Brazil’s Lula, Ghana’s Kufour win World Food Prize

WASHINGTON,  (Reuters) – John Kufuor of Ghana and  Luiz Inacio Lula da Silva of Brazil won the $250,000 World Food  Prize for cutting hunger in half while serving as president of  their nations, the prize organizers announced yesterday. It was the first time the award, created 25 years ago by  Nobel Peace Prize winner Norman Bourlag, recognized the seminal  role of national leaders in fighting hunger. Some 925 million  people, roughly one-in-seven worldwide, are chronically  hungry.

“President Kufuor and President Lula da Silva have set a  powerful example for other political leaders in the world,”  said Kenneth Quinn, president of the World Food Prize. The  prize foundation said the proportion of hungry people in each  nation had been cut in half under Kufuor and Lula.

The prize will be awarded formally during a three-day  symposium in Iowa in mid-October. The 2011 winners were  announced during a ceremony at the State Department.
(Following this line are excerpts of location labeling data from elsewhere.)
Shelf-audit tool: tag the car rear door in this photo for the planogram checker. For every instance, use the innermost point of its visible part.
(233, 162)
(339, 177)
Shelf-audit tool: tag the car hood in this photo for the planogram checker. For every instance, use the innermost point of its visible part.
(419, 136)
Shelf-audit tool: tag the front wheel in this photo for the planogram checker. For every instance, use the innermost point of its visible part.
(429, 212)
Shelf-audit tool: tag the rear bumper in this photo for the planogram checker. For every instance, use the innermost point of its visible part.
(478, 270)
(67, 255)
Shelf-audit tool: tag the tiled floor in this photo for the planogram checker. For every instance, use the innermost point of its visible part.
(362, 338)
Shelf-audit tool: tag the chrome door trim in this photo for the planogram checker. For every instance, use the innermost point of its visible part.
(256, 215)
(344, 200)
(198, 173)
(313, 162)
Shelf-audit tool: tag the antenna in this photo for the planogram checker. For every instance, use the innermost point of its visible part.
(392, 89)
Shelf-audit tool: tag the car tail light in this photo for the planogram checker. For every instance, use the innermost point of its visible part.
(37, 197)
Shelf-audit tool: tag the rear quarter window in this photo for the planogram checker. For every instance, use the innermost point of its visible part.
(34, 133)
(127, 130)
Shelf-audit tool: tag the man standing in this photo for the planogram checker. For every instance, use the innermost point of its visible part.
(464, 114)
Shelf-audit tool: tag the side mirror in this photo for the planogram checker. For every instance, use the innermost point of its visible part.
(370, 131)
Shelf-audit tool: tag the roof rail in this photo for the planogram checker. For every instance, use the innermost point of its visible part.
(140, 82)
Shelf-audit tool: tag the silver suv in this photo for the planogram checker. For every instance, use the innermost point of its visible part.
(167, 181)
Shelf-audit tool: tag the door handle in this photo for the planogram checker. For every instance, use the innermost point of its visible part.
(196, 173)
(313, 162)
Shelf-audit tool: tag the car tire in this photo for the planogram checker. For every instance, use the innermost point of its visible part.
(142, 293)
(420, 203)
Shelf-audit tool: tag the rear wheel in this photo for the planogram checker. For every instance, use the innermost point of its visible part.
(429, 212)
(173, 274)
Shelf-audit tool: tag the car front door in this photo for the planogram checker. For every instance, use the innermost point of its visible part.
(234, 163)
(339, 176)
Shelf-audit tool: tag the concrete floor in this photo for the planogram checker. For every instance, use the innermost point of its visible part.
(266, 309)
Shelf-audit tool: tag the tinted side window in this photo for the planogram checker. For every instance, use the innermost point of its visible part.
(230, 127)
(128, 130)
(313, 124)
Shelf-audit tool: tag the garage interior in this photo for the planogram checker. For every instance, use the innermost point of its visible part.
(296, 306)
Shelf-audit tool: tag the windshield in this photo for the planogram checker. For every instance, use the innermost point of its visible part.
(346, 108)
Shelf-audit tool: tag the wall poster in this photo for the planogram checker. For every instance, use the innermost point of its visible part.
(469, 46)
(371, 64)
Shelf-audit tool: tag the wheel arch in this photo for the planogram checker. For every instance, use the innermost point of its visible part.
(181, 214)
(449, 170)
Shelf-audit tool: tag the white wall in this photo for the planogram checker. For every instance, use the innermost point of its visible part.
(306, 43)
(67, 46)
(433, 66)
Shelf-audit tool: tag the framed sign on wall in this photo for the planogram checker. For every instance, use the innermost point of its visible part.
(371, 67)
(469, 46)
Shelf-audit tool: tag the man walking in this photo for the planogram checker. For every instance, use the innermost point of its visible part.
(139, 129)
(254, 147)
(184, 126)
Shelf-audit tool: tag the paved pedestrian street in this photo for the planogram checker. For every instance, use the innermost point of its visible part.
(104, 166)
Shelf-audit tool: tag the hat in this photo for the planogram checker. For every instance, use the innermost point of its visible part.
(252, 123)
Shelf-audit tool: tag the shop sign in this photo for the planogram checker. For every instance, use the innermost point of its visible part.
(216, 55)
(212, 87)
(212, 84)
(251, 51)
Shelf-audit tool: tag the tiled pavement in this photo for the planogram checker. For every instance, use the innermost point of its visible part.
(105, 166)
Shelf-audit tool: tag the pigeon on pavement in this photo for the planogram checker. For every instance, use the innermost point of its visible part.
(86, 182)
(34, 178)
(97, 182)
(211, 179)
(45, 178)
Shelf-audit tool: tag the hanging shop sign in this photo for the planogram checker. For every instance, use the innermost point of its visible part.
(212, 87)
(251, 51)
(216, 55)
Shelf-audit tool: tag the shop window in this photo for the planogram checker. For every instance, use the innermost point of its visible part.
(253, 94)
With his “Zero Hunger” program, Lula gave top priority to  combating hunger and poverty in Brazil, a rising economic power  of 203 million people, while president from 2003 to 2010. His  programs included cash aid to poor families, food purchases  from small-scale farmers and a school meals program.    Kufuor, president of Ghana from 2001-09, used public- and  private-sector initiatives to improve food security and reduce  poverty. They included a program to provide one meal a day to  schoolchildren and educating farmers on best farming practices.  Ghana, with 25 million citizens, was the first nation in  sub-Saharan Africa, to cut hunger in half.